Ce livre est la réédition de deux romans de Michel Pagel, Casino Perdu et Orages en terre de France, parus en 1998 et 1991 au Fleuve Noir et épuisés. Deux romans prenants, dans lesquels s'élaborent des thèmes que Pagel développera souvent par la suite.
« Achronie » est le maître mot du Casino perdu. Imaginons un système solaire comportant quatre planètes habitées, trois par des humains, une par des « pious-pious », se nommant eux-mêmes « Conquérants ». Un phénomène étrange a frappé ces planètes : le temps s'y est arrêté pendant des millénaires, pour repartir ensuite au moment de leur colonisation. En conséquence, arriver sur l'une d'elles en provenance de l'espace revient à rajeunir de dix mille ans, et donc à mourir ; c'est l'inverse pour qui voudrait quitter le sol — ce qui revient au même. Les contacts physiques entre les quatre peuples sont donc impossibles or, ils se haïssent cordialement et se font la guerre. Un beau jour, des portes sont apparues permettant de relier les planètes entre elles, et comme quelques dizaines d'années séparent la date d'arrivée des colons sur chacune, celui qui franchit une porte -sans savoir où elle va l'emmener, c'est plus drôle comme ça — s'expose à vieillir ou à rajeunir. Un Accord propose de mettre fin à la guerre en opposant à mort quatre champions.

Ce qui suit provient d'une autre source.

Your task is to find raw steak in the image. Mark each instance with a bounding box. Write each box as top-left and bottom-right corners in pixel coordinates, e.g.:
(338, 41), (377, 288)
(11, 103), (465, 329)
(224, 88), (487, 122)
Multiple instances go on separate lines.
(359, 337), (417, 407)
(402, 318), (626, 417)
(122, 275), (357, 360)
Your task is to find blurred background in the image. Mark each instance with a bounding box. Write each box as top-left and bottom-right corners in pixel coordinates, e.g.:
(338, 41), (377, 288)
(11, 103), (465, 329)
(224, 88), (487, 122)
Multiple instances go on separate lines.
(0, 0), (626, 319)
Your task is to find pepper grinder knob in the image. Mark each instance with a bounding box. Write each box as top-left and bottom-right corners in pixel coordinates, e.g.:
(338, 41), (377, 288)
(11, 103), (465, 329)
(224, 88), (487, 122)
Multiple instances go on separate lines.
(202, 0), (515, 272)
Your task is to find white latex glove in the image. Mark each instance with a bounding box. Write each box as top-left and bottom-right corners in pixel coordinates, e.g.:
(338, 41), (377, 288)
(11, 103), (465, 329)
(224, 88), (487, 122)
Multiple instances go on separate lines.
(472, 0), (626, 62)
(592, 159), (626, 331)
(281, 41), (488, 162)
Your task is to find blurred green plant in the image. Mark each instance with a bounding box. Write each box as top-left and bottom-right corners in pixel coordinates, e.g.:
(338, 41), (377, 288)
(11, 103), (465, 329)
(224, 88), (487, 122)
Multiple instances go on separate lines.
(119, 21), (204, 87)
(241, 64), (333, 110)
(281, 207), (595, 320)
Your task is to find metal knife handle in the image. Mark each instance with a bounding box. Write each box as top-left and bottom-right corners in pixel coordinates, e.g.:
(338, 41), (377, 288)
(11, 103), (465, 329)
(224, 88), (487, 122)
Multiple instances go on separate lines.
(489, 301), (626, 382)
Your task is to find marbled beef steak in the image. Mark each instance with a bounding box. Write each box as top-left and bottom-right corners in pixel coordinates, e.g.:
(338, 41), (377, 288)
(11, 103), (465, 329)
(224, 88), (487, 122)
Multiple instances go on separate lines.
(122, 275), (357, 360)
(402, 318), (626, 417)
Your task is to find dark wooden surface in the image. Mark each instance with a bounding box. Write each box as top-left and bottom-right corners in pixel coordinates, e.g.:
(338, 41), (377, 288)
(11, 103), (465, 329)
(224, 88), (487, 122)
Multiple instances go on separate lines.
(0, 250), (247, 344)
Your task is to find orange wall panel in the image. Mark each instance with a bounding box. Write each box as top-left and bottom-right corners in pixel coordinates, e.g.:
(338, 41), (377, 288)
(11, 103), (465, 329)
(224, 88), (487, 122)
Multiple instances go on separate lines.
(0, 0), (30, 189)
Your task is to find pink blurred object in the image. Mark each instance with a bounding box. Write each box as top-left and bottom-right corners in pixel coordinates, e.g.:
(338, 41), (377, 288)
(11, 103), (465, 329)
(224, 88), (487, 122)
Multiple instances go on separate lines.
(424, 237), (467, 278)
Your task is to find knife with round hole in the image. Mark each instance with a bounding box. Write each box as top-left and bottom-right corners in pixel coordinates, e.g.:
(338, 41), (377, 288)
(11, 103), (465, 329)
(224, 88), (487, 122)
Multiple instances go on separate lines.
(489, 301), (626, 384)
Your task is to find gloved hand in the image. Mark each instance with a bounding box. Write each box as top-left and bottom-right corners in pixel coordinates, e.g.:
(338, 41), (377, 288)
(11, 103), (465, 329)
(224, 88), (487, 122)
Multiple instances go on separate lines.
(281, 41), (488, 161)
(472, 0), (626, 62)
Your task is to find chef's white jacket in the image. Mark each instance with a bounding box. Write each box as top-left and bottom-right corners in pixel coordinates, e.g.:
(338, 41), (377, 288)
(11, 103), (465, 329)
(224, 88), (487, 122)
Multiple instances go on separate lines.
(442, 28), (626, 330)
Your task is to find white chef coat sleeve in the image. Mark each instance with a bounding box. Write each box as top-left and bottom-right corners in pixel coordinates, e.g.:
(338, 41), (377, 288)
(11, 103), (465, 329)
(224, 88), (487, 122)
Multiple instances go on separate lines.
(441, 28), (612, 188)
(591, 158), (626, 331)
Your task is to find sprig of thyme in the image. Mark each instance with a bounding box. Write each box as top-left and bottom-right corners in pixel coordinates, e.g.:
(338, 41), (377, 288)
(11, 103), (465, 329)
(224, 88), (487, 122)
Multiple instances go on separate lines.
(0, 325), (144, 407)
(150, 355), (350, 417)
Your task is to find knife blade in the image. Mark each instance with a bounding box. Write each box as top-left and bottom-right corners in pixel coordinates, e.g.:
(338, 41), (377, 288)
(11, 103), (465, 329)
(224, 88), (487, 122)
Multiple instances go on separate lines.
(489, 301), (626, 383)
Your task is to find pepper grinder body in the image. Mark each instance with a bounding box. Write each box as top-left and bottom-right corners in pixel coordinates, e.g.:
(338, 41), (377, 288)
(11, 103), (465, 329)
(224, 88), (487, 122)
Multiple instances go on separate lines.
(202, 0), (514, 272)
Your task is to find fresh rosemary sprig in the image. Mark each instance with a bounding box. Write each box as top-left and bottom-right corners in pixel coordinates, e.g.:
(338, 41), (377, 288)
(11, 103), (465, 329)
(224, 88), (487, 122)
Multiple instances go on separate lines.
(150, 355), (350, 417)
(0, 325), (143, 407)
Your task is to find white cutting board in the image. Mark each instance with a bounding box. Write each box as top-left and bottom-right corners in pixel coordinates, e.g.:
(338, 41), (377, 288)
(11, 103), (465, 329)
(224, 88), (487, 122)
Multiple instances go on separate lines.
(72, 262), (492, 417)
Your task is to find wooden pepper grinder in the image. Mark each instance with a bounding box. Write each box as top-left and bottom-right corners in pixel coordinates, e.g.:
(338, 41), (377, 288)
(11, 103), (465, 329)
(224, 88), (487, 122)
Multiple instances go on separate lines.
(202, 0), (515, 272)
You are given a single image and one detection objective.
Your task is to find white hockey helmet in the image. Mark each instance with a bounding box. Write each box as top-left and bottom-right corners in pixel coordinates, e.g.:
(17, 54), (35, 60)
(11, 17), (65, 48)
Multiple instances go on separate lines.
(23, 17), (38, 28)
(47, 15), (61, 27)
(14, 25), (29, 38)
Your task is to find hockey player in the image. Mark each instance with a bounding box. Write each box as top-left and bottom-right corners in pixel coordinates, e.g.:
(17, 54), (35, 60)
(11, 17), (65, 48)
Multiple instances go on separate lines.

Vous n'y comprenez rien ? C'est normal et ça n'est pas grave. L'essentiel, dans ce roman, est de passer les quelques premières pages qui, pour rappeler Philip K. Dick, n'en sont pas moins laborieuses et truffées de coquilles, y compris dans les noms propres. (« Il est bien, ton livre, mais il y a l'étiquette qui dépasse », article signé Michel Pagel, était paru dans Ozymandias avec un Z, pas avec un X...) Mais quand les quatre champions sont en place, quand on connaît un peu les différents peuples, Démocrates, Religieux, Militaires et extra-humains, on se prend de passion pour ce tournoi à l'enjeu crucial et pour les mystères que les dirigeants de chaque planète cachent à leurs populations. C'est finalement un roman captivant, que ce Casino perdu, auquel on ne reprochera, outre le début un peu longuet, qu'une fin trop rapide, presque en queue de poisson.
Après cela, Orages en terre de France est une « uchronie classique », pour autant que l'apposition de ces termes ne soit pas un oxymore ! Tranches de vie dans une autre France, à un moment crucial de la guerre de mille ans qui oppose la France catholique, fille aînée de l'Église, à l'Angleterre anglicane. La science, longtemps muselée par la religion, pourrait bien mettre un terme à ce long conflit, mais à quel prix ?
Horreur de la guerre, religions intolérantes, gouvernements totalitaires, mais aussi télé-réalité, tels sont les thèmes que Pagel développe au cours de ces deux romans de façon totalement différente. Si Le Casino perdu est drôle, haletant et tout compte fait, optimiste, Orages en terre de France est tragique et désespéré. Deux facettes différentes d'un auteur riche et complexe, qui se voient agrémentées par la présence de deux articles signés de sa main, et d'une post-face d'André-François Ruaud comportant une bibliographie exhaustive. Un livre à lire absolument, tout simplement.